Masculinities and suicide
Viren Swami, Debbi Stanistreet and Sarah Payne examine a relationship that has largely been taken for granted
04 April 2008
Across the globe, suicide and parasuicide present an interesting paradox: while more women worldwide are involved in acts of parasuicide each year, there are more deaths from suicide among men than women (Stack, 2000). In the Western hemisphere, for instance, twice as many men complete suicide compared with women, and the figure may be higher in some countries, including the United States (Murphy, 1998). Nor are such trends recent phenomena: Emile Durkheim’s (1897/1951) ground-breaking work on suicide trends in 19th century Europe highlighted a similar gap in completed suicide among women and men.

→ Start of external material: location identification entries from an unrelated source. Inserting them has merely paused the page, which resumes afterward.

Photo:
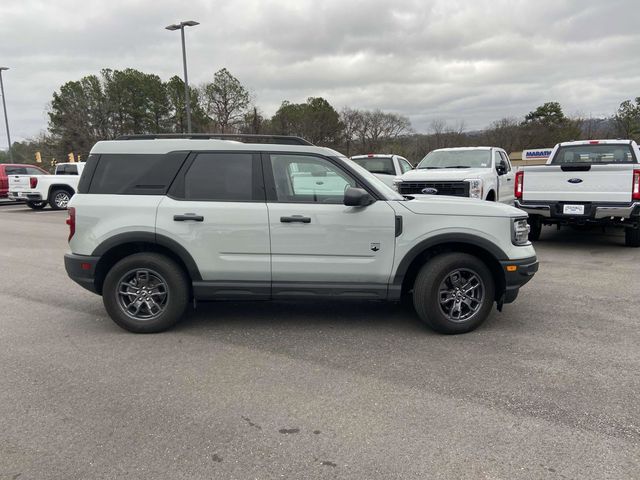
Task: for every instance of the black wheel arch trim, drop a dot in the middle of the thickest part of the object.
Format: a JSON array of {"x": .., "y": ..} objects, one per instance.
[
  {"x": 154, "y": 238},
  {"x": 444, "y": 239}
]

This gap became more marked as we approached the new millennium (McClure, 2000).
Yet, most psychological explanations for men’s higher suicidal mortality are unsatisfactory. Traditionally, there has been a tendency to focus on biological factors underpinning the suicide gap between women and men (e.g. hormonal differences), or a tendency to treat gender as a ‘given’. Moreover, it is certainly true that the complexity of factors involved and the relative rarity of suicidal acts makes detailed examinations of the phenomenon difficult. This dearth of theoretical and empirical work, however, is also a reflection of the way in which psychologists and suicidologists have previously neglected factors associated with gender (Canetto, 1997; Payne, 2006). Until quite recently the relationship between suicidal behaviour and men’s gender – or masculinities – has largely been taken for granted or marginalised.
Emerging evidence, however, suggests that a more comprehensive examination of gender offers a powerful means of understanding the gap in suicide between men and women (Hunt et al., 2006; Möller-Leimkühler, 2003; Payne et al., in press). More specifically, the construction of masculinities is believed to be one of the most important factors influencing the way in which suicide is discussed, contemplated and enacted by men (Hawton, 2000; Hunt et al., 2006). Elucidating these relationships may highlight ways of modifying gender-related influences on suicidal behaviour.
What is gender?
To begin with, we need to be clear about what is meant by ‘gender’ and ‘masculinity,’ – terms which have not always been used in a consistent manner by researchers in different fields. One tradition that remains popular within the psychological sciences theorises gender as singular female or male ‘personalities’ or ‘schemas’ – what Kimmel (1986) described as ‘role containers’. This view of gender suggests that there are male or female gender-stereotypic traits, and an ‘innate’ need to fill appropriate roles. However, as various authors have pointed out, such a view is overly-simplistic and does not capture the multiple forms of masculinities and femininities that can be demonstrated, nor where the pressure to fulfil roles comes from (Connell, 1995; Courtenay, 2000; Kimmel, 1986).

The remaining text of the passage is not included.